Dépressions, zone barocline, front polaire…

Au début du 20e siècle, des
météorologistes norvégiens ont proposé une vision nouvelle et cohérente de
l’évolution de l’atmosphère aux latitudes tempérées. Cette vision reposait sur
un concept: le front polaire.
Le front polaire est une limite extrême, une sorte de surface
séparant l’air polaire d’un côté et l’air tropical de l’autre. Selon ses
créateurs, cette limite pré-existe et se maintient en permanence, faisant plus
ou moins le tour de la Terre. Instable, le front polaire ondule: une dépression
naît et s’amplifie, suivie d’une autre. Après quelques tempêtes du même type,
une période plus calme s’installe puis le cycle reprend: les Norvégiens ont
ainsi introduit la notion de famille de dépression, ancêtre de la vision
actuelle de configuration zonale du rail.

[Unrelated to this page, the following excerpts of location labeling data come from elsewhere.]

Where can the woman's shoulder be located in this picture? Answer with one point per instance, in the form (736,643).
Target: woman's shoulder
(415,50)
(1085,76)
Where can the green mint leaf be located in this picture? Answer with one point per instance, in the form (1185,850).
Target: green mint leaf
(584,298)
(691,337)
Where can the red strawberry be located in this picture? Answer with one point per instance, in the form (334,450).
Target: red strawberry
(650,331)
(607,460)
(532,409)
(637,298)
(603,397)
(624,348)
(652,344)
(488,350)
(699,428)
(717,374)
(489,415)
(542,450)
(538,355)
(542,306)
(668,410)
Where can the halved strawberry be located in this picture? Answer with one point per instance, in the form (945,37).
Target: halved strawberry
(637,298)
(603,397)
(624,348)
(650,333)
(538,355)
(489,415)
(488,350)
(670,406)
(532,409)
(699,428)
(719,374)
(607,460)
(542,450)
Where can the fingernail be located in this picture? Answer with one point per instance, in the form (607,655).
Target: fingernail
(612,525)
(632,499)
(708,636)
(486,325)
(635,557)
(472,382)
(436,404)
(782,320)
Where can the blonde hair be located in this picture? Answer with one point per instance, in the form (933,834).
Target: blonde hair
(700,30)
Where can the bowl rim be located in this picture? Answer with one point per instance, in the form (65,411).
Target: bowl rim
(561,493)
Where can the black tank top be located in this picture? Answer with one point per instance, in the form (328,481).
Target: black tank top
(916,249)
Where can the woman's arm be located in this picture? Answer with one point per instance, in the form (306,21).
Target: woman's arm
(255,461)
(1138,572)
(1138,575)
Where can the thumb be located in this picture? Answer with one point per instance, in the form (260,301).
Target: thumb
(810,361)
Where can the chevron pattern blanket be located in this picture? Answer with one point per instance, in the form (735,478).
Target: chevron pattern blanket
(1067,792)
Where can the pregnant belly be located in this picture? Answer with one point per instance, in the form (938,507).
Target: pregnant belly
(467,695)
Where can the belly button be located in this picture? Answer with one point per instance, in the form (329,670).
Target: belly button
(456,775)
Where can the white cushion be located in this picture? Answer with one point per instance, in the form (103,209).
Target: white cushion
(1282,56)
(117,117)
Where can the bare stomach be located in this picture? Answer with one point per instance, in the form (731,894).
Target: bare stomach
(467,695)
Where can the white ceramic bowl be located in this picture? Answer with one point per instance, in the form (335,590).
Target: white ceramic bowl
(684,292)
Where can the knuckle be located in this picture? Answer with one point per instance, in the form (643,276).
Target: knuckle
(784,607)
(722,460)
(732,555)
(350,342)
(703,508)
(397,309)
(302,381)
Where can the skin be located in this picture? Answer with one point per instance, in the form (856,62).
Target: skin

Cette idée formidable était ce qu’on pouvait
faire de mieux à partir des observations disponibles à l’époque. Comme toute
idée en physique, la notion de front polaire est appelée à être remplacée par
une autre, plus proche des données obtenues depuis, plus juste sur le plan
théorique, mais quand même inspirée par les idées initiales.

Les limites
du concept de front polaire sont bien connues. En voici quelques-unes:

  • un fait d’expérience simple
    tout d’abord: on n’observe tout simplement pas de limite aussi extrême très
    étendue et quasi-permanente; les limites intenses existent mais sont limitées
    dans l’espace et le temps;

  • le front polaire explique la présence de ces limites, de
    ces fronts donc, au sein des dépressions d’une manière simple: les fronts
    étaient là avant la dépression. Reste alors à expliquer l’origine et le maintien
    du front polaire lui-même: selon les norvégiens, c’est la circulation générale,
    les «centres d’actions» révélés par les cartes moyennes, qui le crée. Il est
    facile, aujourd’hui, d’extraire la composante «lente» de l’évolution
    atmosphérique et de calculer sa capacité à faire un front de grande étendue: on
    constate que, sur l’essentiel de l’Atlantique, cette circulation «défait» les
    contrastes, c’est à dire le contraire de ce qu’il faut pour vérifier l’idée
    norvégienne;

  • autre fait, des dépressions se forment sans qu’il existe
    au préalable, de front;

  • le passage d’un concept descriptif à une théorie
    physique, c’est à dire la vérification par le calcul que l’instabilité du front
    polaire donne des dépressions telles qu’on les connaît, n’a pas été possible (il
    n’y a pas de
    théorie du front polaire);

  • le front polaire rend plutôt bien compte des périodes de
    configuration ouest-est du moderne rail des dépressions.
    Mais il peine à rendre compte de la configuration
    bloquée et échoue avec l’irrégularité des durées et des transitions d’une
    configuration à l’autre.

Il reste qu’on
observe des fronts.
Les fronts
résultent de la formation des dépressions et sont des structures très
transitoires, rarement très étendues (au sens d’une définition stricte, bien
sûr). Le mécanisme de formation de ces fronts, subtil, a été identifié vers
1970.

La suite de cette page est un peu plus technique.

Après le
front polaire est venue la notion de «zone barocline» : plutôt que ce terme de
jargon, on a choisi ici de parler de courant-jet.
Une zone barocline est une
zone de variation thermique continue et modérée nécessairement associée à un
courant-jet en altitude. Cette notion de zone barocline demeure un pilier de
notre compréhension des dépressions.

L’association zone
barocline/courant-jet/dépressions fonctionne très bien pour décrire un cas
unique de dépression, par exemple. Toutefois, dès qu’on passe
à une échelle de temps couvrant plusieurs cas, il est utile de distinguer le
courant-jet moyen (ou zone barocline principale) et la trajectoire d’un ensemble
de dépressions, qui coupe le courant-jet de diverses manières. Ainsi naît la
notion de rail, qui généralise celle de zone barocline à de plus grandes
échelles de temps (une à plusieurs semaines).

On pourrait dire que la
notion de zone barocline est utile pour décrire une dépression comme un effet de
la présence du courant-jet, un seul sens de l’interaction (approche utilisée
dans ces pages, d’ailleurs). La notion de rail s’efforce de prendre en compte
l’ensemble de l’interaction, donc l’effet des dépressions sur la zone
barocline.

L’idée de rail des dépressions est fondée sur la notion de
variabilité atmosphérique et couvre avec un seul concept tous les types de temps
possibles en Europe. Elle doit pour cela être préférée à celles basées sur des
idées statiques et incompatibles entre elles du type anticyclone des Açores ou
front polaire.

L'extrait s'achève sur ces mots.